Multifamily offices are gaining in popularity among the wealthy, who previously relied more on wirehouses and private banks for their financial services, according to Cerulli Associates.

The global research and consulting firm based in Boston says the lower costs and greater transparency that independent advisors in multifamily offices can offer are the factors pushing wealthy clients away from traditional advice sources.

Wealth managers controlled approximately $8.4 trillion in assets held by high-net-worth and ultra-high-net worth individuals and families at the end of 2016, an increase of 5 percent over 2015, Cerulli said.

Last year continued a growth trend that Cerulli says is expected to continue. In 2012, multifamily offices had 7.2 percent of the market share for high-net-worth and ultra-high-net-worth families. That number grew to an 8.3 percent market share last year, which translates into $694 billion in assets. Cerulli predicts multifamily offices will control $1.15 trillion in assets by 2021.
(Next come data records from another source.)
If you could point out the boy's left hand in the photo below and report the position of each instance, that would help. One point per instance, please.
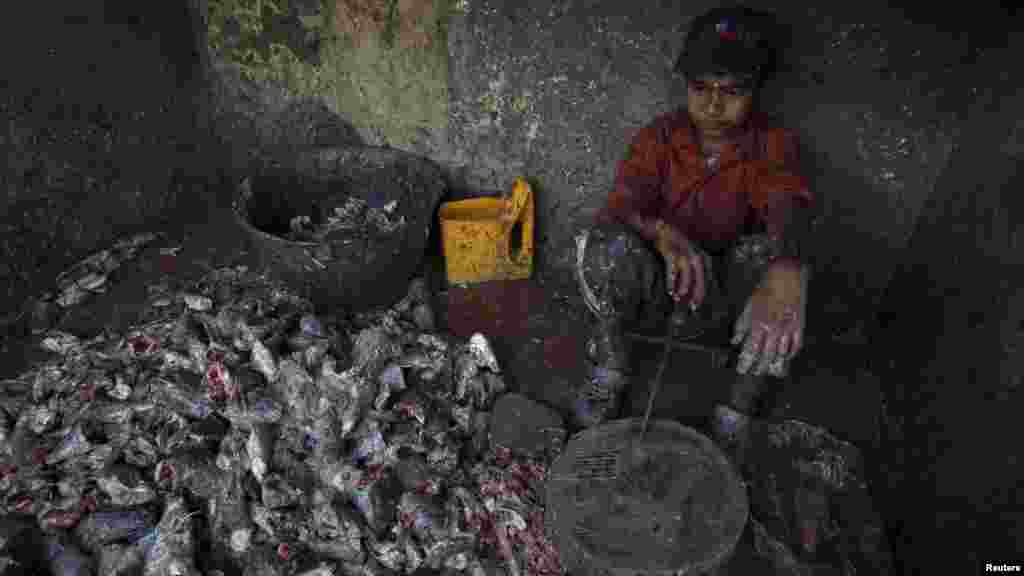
(771, 327)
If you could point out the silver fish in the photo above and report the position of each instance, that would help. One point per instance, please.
(60, 342)
(389, 553)
(73, 445)
(197, 302)
(91, 282)
(65, 559)
(122, 495)
(262, 361)
(278, 493)
(120, 560)
(72, 295)
(101, 528)
(169, 549)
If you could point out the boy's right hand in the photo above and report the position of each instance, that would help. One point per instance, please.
(686, 268)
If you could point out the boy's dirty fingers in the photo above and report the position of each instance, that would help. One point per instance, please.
(685, 277)
(698, 281)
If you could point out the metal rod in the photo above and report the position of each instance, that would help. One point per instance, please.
(656, 383)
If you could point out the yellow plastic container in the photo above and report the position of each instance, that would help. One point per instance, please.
(476, 237)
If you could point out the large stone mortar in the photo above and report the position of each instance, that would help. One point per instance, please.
(365, 269)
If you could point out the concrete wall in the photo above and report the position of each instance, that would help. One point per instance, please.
(955, 316)
(96, 130)
(554, 90)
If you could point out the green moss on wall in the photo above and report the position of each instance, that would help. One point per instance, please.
(270, 40)
(383, 64)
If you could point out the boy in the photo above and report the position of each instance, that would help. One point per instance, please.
(706, 190)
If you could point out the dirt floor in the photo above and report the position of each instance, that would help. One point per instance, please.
(538, 333)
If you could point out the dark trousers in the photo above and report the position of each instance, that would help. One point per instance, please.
(623, 281)
(623, 278)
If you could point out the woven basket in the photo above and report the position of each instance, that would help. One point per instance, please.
(678, 508)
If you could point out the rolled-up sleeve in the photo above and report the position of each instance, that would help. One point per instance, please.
(781, 197)
(639, 178)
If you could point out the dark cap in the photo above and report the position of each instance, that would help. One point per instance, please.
(733, 40)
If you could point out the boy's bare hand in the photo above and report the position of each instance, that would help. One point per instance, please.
(686, 266)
Cerulli reported its findings in “U.S. High-New-Worth and Ultra-High-Net-Worth Markets 2017: Emergent Product Trends for Sophisticated Investors,” a report that included 25 family offices. Cerulli defines high-net-worth as families and individuals with assets of $5 million to $20 million and ultra-high-net-worth as above $20 million. 

Wirehouses and private banks have lost some marketshare over the same time period, sinking from 59.7 percent in 2012 to 57.8 percent last year.

Independent multifamily office firms “go beyond just managing clients’ investment portfolios,” said Donnie Ethier, director of Cerulli. “By acting as a cohesive wealth management solution, MFOs are better able to serve as a central source of information for an entire family's financial matters. MFOs are also able to reduce costs and gain proficiencies by providing a blend of in-house and outsourced investment solutions in one place.”

Multifamily offices have started outsourcing more services so their advisors can concentrate on nonfinancial areas of wealth. According to Cerulli, the most commonly outsourced services are trust administration (58 percent), tax planning (53 percent), bill pay (47 percent) and risk management (41 percent). Cerulli finds that rather than maintaining all services in-house, multifamily offices are increasingly relying on specialists for a wide range of investment management and administrative solutions.

Cerulli believes fee compression has been exaggerated. More than half of practices that focus on high-net-worth clients (56 percent) have not raised their fees over the past three years. Going back even further, only 13 percent of firms decreased their fees since 2010 and 28 percent increased fees.

“Family offices are increasingly looking for in-depth market analysis and advice from providers; therefore, asset managers can differentiate their firms from their rivals by sharing asset allocation and capital market insights that effectively help advisory teams better serve their HNW clients,” said Asher Cheses, a Cerulli analyst.